State Rep. Greg Murphy and pediatrician Joan Perry led the multi-candidate field, but since neither surpassed the 30 percent threshold to avoid a runoff, the race continues. With 99 percent of precincts reporting, Murphy was in first place with 22.5 percent of the vote, followed by Perry with 15.4 percent, according to the Associated Press.
Former Greenville mayor Allen Thomas avoided a runoff on the Democratic side by taking 50 percent, far outpacing the five other candidates. He defeated retired Marine Col. Richard “Otter” Bew, who came in second with 25 percent.
Thomas will have two extra months to campaign for the general election while Murphy and Perry duke it out. The eventual Republican nominee will face Thomas in a Sept. 10 election to fill the seat of the late Walter B. Jones, who died in February.
Perry’s advancement to the runoff is a success for GOP women’s groups, which are trying to help more female Republicans through primaries, especially now that the House GOP conference is down to just 13 women. Susan B. Anthony List’s super PAC had spent about $86,000 on Perry’s behalf as of April 26, while Winning for Women Action Fund spent $200,000 for her through April 23. That’s significantly more than the relatively new group spent for women in primaries during the 2018 cycle.
"The fact that Dr. Perry, a political outsider, earned enough votes for a runoff proves that voters have an appetite for electing qualified Republican women and that critical primary support will help get them there," Winning for Women executive director Rebecca Schuller said in a statement Tuesday night.
"We're proud that Dr. Perry was our first endorsement, and we look forward to getting her over the finish line," Schuller added.
Tuesday’s results are a loss for the Club for Growth, normally a heavy hitter in GOP primaries in safe seats. The club’s pick won a similarly crowded 17-person primary in North Carolina’s 13th District three years ago. But its candidate in this race, accountant Celeste Cairns, came in ninth. The club spent about $200,000 boosting Cairns and worked with a super PAC called Awake Carolina that spent another $100,000 for her.
Murphy, a urologic surgeon from Pitt County, was long considered to be the closest thing to a front-runner. By the end of the pre-primary reporting period, he had raised and spent the most.
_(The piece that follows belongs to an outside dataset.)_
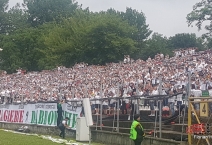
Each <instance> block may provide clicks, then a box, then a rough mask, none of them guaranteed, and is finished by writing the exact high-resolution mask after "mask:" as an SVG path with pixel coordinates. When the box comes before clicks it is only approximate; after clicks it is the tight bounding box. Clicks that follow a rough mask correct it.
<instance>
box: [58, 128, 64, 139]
mask: <svg viewBox="0 0 212 145" xmlns="http://www.w3.org/2000/svg"><path fill="white" fill-rule="evenodd" d="M59 129H60V131H61V132H60V137H62V138H65V127H62V126H60V127H59Z"/></svg>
He had loaned his campaign $50,000. Perry had loaned her campaign $30,000.
Despite a personally close relationship with North Carolina Rep. Mark Meadows, the chairman of the House Freedom Caucus, who convinced Murphy (and others) to get into the race, Murphy was attacked as an establishment pick who sponsored an alternative version of Medicaid expansion in the state.
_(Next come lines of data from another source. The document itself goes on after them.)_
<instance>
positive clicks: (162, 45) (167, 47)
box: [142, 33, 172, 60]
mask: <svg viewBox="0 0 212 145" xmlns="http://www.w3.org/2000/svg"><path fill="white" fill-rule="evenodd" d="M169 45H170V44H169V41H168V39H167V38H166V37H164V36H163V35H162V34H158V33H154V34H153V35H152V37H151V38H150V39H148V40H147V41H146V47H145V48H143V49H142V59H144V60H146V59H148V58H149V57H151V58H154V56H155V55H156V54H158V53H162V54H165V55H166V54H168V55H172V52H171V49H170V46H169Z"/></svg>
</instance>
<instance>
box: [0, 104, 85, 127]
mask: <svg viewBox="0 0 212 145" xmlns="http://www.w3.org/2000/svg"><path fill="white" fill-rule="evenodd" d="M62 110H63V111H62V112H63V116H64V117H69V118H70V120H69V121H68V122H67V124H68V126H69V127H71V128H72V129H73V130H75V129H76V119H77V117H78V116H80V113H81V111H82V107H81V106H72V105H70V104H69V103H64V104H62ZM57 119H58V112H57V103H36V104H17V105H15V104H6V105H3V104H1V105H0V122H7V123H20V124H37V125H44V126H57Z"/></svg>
Members of the North Carolina delegation stayed out of the GOP primary, saying they had no plans to get involved at least until the runoff. Perry picked up endorsement from Republican female members from other states. Missouri Reps. Vicky Hartzler and Ann Wagner, Washington Rep. Cathy McMorris Rodgers and Mississippi Sen. Cindy Hyde-Smith all donated to her for the primary. Murphy had the financial backing of Florida Rep. Neal Dunn.
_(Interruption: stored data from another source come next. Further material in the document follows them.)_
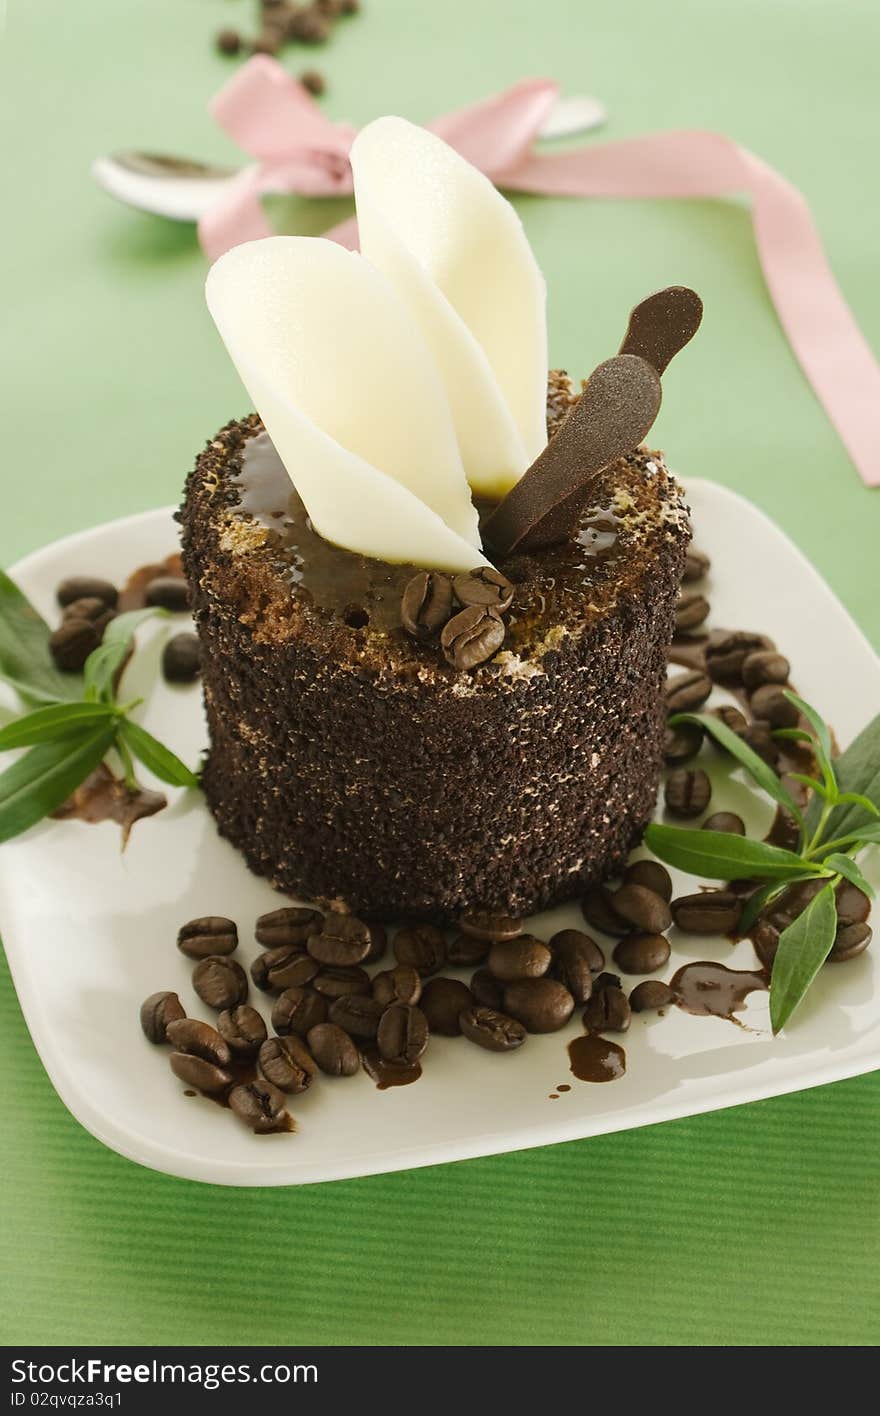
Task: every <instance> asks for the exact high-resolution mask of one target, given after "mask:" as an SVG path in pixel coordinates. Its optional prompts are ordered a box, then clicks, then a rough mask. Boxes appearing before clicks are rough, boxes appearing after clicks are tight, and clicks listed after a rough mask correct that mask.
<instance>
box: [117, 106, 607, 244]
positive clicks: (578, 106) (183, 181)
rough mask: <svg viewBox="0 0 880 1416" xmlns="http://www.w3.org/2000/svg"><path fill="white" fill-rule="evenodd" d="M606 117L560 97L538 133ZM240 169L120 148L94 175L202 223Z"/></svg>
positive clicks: (590, 108) (591, 128)
mask: <svg viewBox="0 0 880 1416" xmlns="http://www.w3.org/2000/svg"><path fill="white" fill-rule="evenodd" d="M605 116H607V115H605V109H604V108H602V105H601V103H599V101H598V99H595V98H588V96H587V95H582V96H571V98H560V99H557V102H555V103H554V106H553V108H551V110H550V113H548V115H547V118H546V119H544V123H543V126H541V130H540V133H538V137H543V139H550V137H572V136H574V135H577V133H587V132H590V130H591V129H594V127H601V126H602V123H604V122H605ZM239 171H241V169H237V167H221V166H218V164H215V163H200V161H197V160H193V159H188V157H171V156H166V154H163V153H137V152H119V153H111V154H108V156H106V157H96V159H95V161H94V163H92V177H94V178H95V181H96V183H98V185H99V187H102V188H103V191H106V193H109V195H111V197H115V198H116V200H118V201H125V202H126V204H128V205H129V207H136V208H137V210H139V211H150V212H153V214H154V215H156V217H169V218H170V219H171V221H200V219H201V217H203V215H204V214H205V211H208V210H210V208H211V207H213V205H214V204H215V202H217V201H218V198H220V197H221V195H222V193H224V190H225V188H227V185H228V184H230V181H232V180H234V178H235V177H237V176H238V173H239Z"/></svg>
On the Democratic side, North Carolina Rep. G.K. Butterfield backed Thomas, who loaned his own campaign $200,000. Excluding that loan, Bew raised more money for the primary. He had national support among Democrats who thought he brought the same military profile to a Trump district as many of the party’s winners in 2018. Veterans of the Democratic Congressional Campaign Committee were running Bew’s campaign, and his military background earned him a New York Times profile ahead of the primary.
Thomas earned some negative headlines in the final days of the race. A report from the state auditor’s office last week criticized how the executive director of North Carolina Global TransPark — who was Thomas then — oversaw its internal accounting. The report did not mention Thomas by name, but it could resurface in future GOP attacks on the candidate.